Pénélope sentit défaillir ses genoux et son cœur, car elle avait reconnu les preuves énoncées par Ulysse. En pleurant elle se précipita sur lui, lui mit les bras autour du cou, lui embrassa la tête et lui dit :
— Ne te mets pas en colère, Ulysse. Tu as toujours été le plus avisé des hommes. Sans cesse mon cœur était pris de la crainte qu’un homme ne vînt m’abuser par des discours. Mais toi seul pouvais décrire ainsi notre couche, car aucun autre homme ne l’a jamais vue.
Alors le désir de sanglots envahit le cœur d’Ulysse et il pleura en tenant son épouse toute charmante, son épouse fidèle. L’Aurore aux doigts de rose allait apparaître comme ils pleuraient encore, mais Athéna la déesse aux yeux d’aigue-marine eut une autre idée ; elle arrêta la nuit qui s’allongeait vers l’horizon, elle retint l’Aurore au trône d’or près de l’Océan et elle lui interdit de mettre sous le joug ses chevaux aux sabots rapides qui portent la lumière aux hommes.
Ulysse plein de ruse dit alors à sa femme :
— Femme, nous ne sommes pas au bout de nos peines : j’ai encore à affronter une épreuve, démesurée, difficile. C’est l’âme de Tirésias qui me l’a prédite. Je dois aller de ville en ville avec dans les bras une rame équilibrée jusqu’à ce que j’arrive chez des gens qui ignorent la mer, le sel, les bateaux. Quand un passant me croisera et me demandera quelle est, sur ma brillante épaule, cette pelle à vanner, alors je dois ficher ma rame en terre, sacrifier à Poséidon Souverain un agneau, un taureau et un verrat adulte, puis, revenu chez moi célébrer pour les Immortels de saintes hécatombes, la mort me viendra de la mer, une douce mort qui m’emportera après une vieillesse opulente.

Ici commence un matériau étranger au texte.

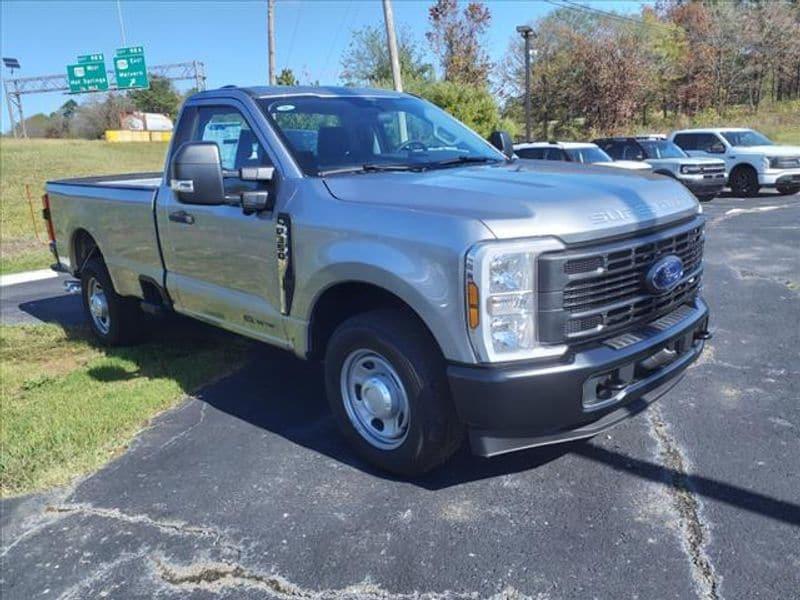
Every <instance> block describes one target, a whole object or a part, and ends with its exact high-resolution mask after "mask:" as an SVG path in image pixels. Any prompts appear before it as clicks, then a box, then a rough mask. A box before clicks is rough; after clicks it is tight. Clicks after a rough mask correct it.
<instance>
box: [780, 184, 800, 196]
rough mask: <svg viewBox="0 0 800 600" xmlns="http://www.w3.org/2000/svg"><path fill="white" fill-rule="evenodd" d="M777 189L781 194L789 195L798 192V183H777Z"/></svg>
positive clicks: (799, 190) (783, 195)
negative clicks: (782, 183)
mask: <svg viewBox="0 0 800 600" xmlns="http://www.w3.org/2000/svg"><path fill="white" fill-rule="evenodd" d="M777 190H778V193H779V194H781V195H782V196H791V195H793V194H796V193H797V192H800V185H779V186H778V187H777Z"/></svg>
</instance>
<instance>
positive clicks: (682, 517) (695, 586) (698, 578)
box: [647, 406, 722, 600]
mask: <svg viewBox="0 0 800 600" xmlns="http://www.w3.org/2000/svg"><path fill="white" fill-rule="evenodd" d="M647 415H648V417H647V418H648V424H649V426H650V427H649V430H650V433H651V435H652V436H653V437H654V438H655V440H656V443H657V444H658V451H659V455H660V458H661V461H662V463H663V465H664V466H665V467H666V468H667V469H669V470H670V471H671V473H672V474H671V475H670V478H669V481H668V483H669V487H668V492H669V494H670V496H672V500H673V504H674V507H675V510H676V511H677V513H678V517H679V521H680V528H681V541H682V542H683V544H682V545H683V548H684V551H685V552H686V554H687V556H688V558H689V561H690V564H689V566H690V568H691V572H692V579H693V580H694V582H695V587H696V588H697V592H698V597H699V598H702V599H703V600H722V596H721V594H720V589H719V587H720V586H719V584H720V577H719V576H718V575H717V573H716V570H715V569H714V564H713V563H712V562H711V558H710V557H709V556H708V553H707V552H706V547H707V546H708V543H709V533H708V525H707V524H706V523H705V521H704V520H703V516H702V514H701V506H700V501H699V499H698V497H697V495H696V494H695V492H694V490H693V488H692V482H691V477H690V476H689V474H688V473H687V472H686V470H687V463H688V461H687V459H686V458H685V457H684V452H683V449H682V448H681V446H680V444H679V443H678V441H677V440H676V439H675V438H674V437H673V436H672V434H671V433H670V431H669V426H668V425H667V423H666V421H665V420H664V416H663V414H662V413H661V409H660V407H659V406H652V407H650V410H649V411H648V413H647Z"/></svg>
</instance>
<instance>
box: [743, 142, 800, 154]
mask: <svg viewBox="0 0 800 600" xmlns="http://www.w3.org/2000/svg"><path fill="white" fill-rule="evenodd" d="M733 150H734V152H739V153H740V154H763V155H765V156H800V146H777V145H776V146H734V147H733Z"/></svg>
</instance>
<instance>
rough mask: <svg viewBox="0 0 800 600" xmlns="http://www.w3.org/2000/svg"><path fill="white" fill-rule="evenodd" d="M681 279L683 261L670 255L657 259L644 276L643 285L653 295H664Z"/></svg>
mask: <svg viewBox="0 0 800 600" xmlns="http://www.w3.org/2000/svg"><path fill="white" fill-rule="evenodd" d="M682 277H683V261H682V260H681V259H680V257H678V256H675V255H674V254H670V255H669V256H665V257H664V258H662V259H659V260H657V261H656V262H655V264H653V266H652V267H650V270H649V271H647V275H646V276H645V280H644V281H645V285H646V286H647V289H648V290H649V291H650V292H651V293H653V294H665V293H666V292H668V291H670V290H671V289H672V288H674V287H675V286H676V285H678V282H679V281H680V280H681V278H682Z"/></svg>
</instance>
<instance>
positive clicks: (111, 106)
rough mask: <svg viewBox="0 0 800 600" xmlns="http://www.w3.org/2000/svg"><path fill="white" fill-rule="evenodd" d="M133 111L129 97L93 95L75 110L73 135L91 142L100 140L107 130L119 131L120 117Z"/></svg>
mask: <svg viewBox="0 0 800 600" xmlns="http://www.w3.org/2000/svg"><path fill="white" fill-rule="evenodd" d="M133 109H134V106H133V103H132V102H131V100H130V98H128V97H127V96H123V95H121V94H114V93H110V94H108V95H106V96H105V97H102V96H97V95H93V96H91V97H90V98H89V99H88V100H86V102H84V103H83V104H81V105H79V106H78V108H77V109H75V115H74V116H73V118H72V126H71V129H72V133H73V134H74V135H77V136H78V137H82V138H86V139H90V140H95V139H100V138H101V137H103V134H104V133H105V132H106V130H107V129H119V126H120V116H121V115H123V114H125V113H129V112H131V111H132V110H133Z"/></svg>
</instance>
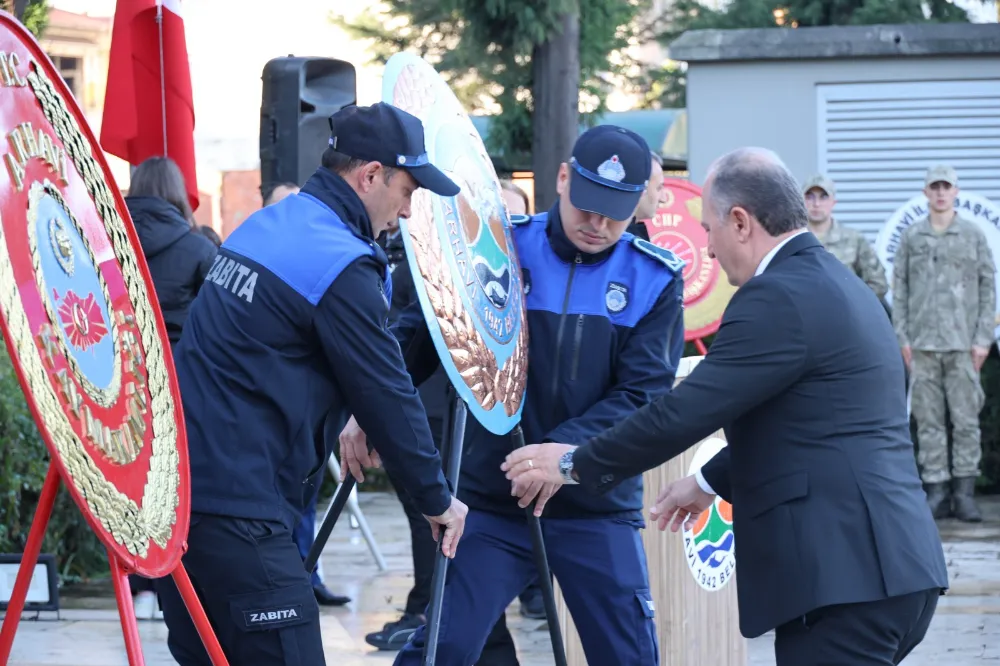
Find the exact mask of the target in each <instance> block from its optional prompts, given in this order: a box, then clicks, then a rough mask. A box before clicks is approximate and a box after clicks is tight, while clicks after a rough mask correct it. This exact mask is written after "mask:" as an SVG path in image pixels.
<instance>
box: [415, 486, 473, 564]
mask: <svg viewBox="0 0 1000 666" xmlns="http://www.w3.org/2000/svg"><path fill="white" fill-rule="evenodd" d="M468 513H469V507H467V506H465V504H463V503H462V502H461V501H460V500H459V499H458V498H457V497H454V496H452V498H451V506H450V507H448V510H447V511H445V512H444V513H442V514H441V515H440V516H433V517H431V516H424V518H426V519H427V520H429V521H430V523H431V534H432V535H433V536H434V541H435V542H436V541H437V540H438V536H439V535H440V534H441V528H442V527H444V537H443V538H442V539H441V552H442V553H444V556H445V557H455V551H456V550H457V549H458V540H459V539H461V538H462V532H464V531H465V516H467V515H468Z"/></svg>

Tandis qu’ils parlaient, Eurynomé et la nourrice couvraient le lit d’une couche moelleuse à la lumière des torches. Ensuite Eurynomé, servante de l’amour, les conduisit vers le lit, une torche à la main. Et eux, en plein bonheur, ils retrouvèrent l’habitude ancienne de leur lit.
Quand Pallas Athéna la déesse aux yeux d’aigue-marine estima qu’Ulysse avait eu son content du lit de son épouse et de sommeil, elle fit surgir de l’Océan l’Aurore fraîche éclose, pour porter la lumière aux hommes. Ulysse se leva de sa couche moelleuse et dit à son épouse :
— Femme, nous voici de nouveau réunis tous les deux, et j’ai à m’occuper de mes biens, de mes troupeaux. Mais je vais aller au domaine riche en vergers voir mon noble père, il a tant de chagrin pour moi.
Sur ces mots il couvrit ses épaules de sa bonne cuirasse, réveilla Télémaque, le bouvier et le porcher, et leur ordonna de s’équiper en guerre. Ils obéirent, endossèrent leur armure de bronze ; on ouvrit les portes et les quatre hommes sortirent. Ulysse marchait devant. Athéna, vite, leur fit quitter la cité en les cachant dans l’ombre.